The new orders grew the total orderbook by more than 50%, to 1,737 vessels.
The in-service alternative-fuelled fleet also grew strongly, up 18% to 1,860 vessels. Combined with current orders, the fleet will stand at 3,597 – around 4.8% of all vessels in service and on order.
But with the IMO’s 2030 target on zero and near-zero emission energy use crossing the five-year horizon, orders will need to accelerate further to meet the required 5-10% of shipping’s energy consumption.
“These numbers show the significant effort the industry is making to reach net-zero emissions,” said James Frew, Business Advisory Director, at LR.
“As the maritime transition towards decarbonisation advances, the next steps will require greater alignment between industry ambitions, regulatory measures and, crucially, incentives to rapidly grow global production capacity for the alternative fuels shipping will need.”
Methanol-fuelled vessels led the way amongst new fuels, with 119 orders adding more than a third to the existing orderbook. In early 2024 LR, which classed the very first methanol conversion in 2015 – the ro-pax Stena Germanica – was appointed to support and class Stena Line’s next two fast ferry conversions.

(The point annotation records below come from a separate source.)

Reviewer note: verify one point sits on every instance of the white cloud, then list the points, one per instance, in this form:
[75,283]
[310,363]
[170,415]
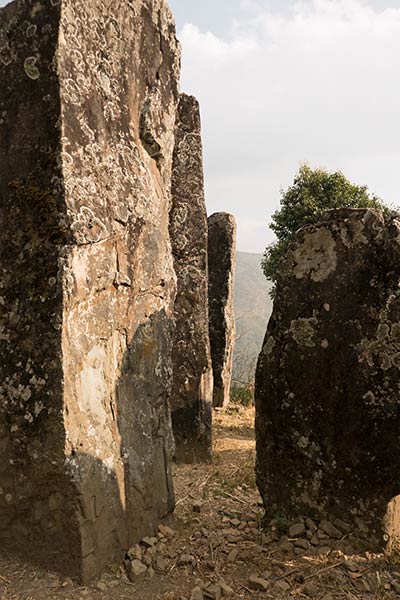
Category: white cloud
[320,84]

It also teamed up with Danish alternative fuel specialist Green Marine to deliver training and consultancy around methanol fuel, helping to deliver the skills needed to make alternative-fuelled vessel operation a reality.

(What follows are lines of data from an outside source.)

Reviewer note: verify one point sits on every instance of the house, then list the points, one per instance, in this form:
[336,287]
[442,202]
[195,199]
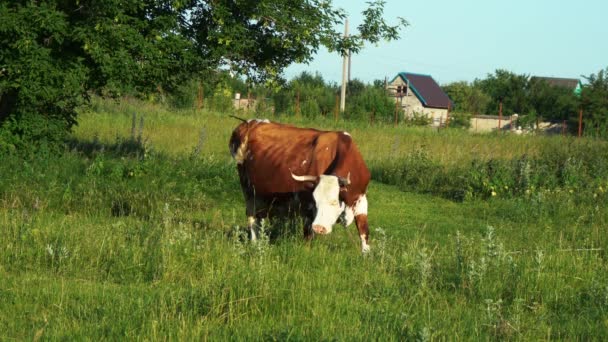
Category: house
[420,95]
[571,83]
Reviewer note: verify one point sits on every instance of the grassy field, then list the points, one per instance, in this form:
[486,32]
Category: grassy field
[120,239]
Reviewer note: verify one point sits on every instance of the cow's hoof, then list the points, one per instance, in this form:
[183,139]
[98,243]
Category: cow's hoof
[319,230]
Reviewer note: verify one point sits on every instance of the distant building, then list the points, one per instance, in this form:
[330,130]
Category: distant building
[571,83]
[420,95]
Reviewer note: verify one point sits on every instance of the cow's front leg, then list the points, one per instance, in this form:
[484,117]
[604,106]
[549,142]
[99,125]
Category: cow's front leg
[308,232]
[253,228]
[363,227]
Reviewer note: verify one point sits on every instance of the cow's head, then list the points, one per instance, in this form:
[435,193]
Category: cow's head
[327,200]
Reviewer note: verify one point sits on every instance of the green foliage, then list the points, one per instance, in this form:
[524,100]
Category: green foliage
[551,102]
[467,97]
[571,167]
[594,101]
[114,240]
[460,120]
[56,52]
[367,101]
[508,88]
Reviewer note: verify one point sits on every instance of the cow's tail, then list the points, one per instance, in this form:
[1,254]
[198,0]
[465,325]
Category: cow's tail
[236,117]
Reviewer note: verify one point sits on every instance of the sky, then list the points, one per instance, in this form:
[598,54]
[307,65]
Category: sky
[469,39]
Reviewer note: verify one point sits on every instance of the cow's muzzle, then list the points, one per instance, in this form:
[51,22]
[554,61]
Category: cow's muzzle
[319,229]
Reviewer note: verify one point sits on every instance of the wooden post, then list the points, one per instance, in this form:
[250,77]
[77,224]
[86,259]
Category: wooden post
[396,112]
[447,115]
[337,108]
[499,114]
[297,104]
[344,71]
[580,122]
[199,97]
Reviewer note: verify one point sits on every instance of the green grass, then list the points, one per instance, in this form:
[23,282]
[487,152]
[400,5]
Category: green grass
[115,240]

Ammonia-fuelled vessel orders more than doubled compared to the previous year, to 22 vessels. In 2025 the first ammonia-fuelled marine engines will be delivered, with a further surge in orders likely as the industry gains experience with the carbon-free fuel.
As illustrated in LR’s Fuel For Thought report on ammonia published in March 2024, securing the safety of ammonia-fuelled ships through design, training and regulation will be crucial to maximise any opportunity for decarbonisation.
Hydrogen fuel also consolidated its appeal within relevant vessel segments, with orders for 12 more vessels in 2024. Two hydrogen-powered passenger ferries ordered by Norwegian transport company Torghatten Nord are set for LR class, while a memorandum of understanding with H2Terminals, HiDROGEN and D3IM was signed to assess the feasibility of a green hydrogen infrastructure project in the UK. LR also granted AiPs for several new hydrogen vessels, including ferries and tugboats.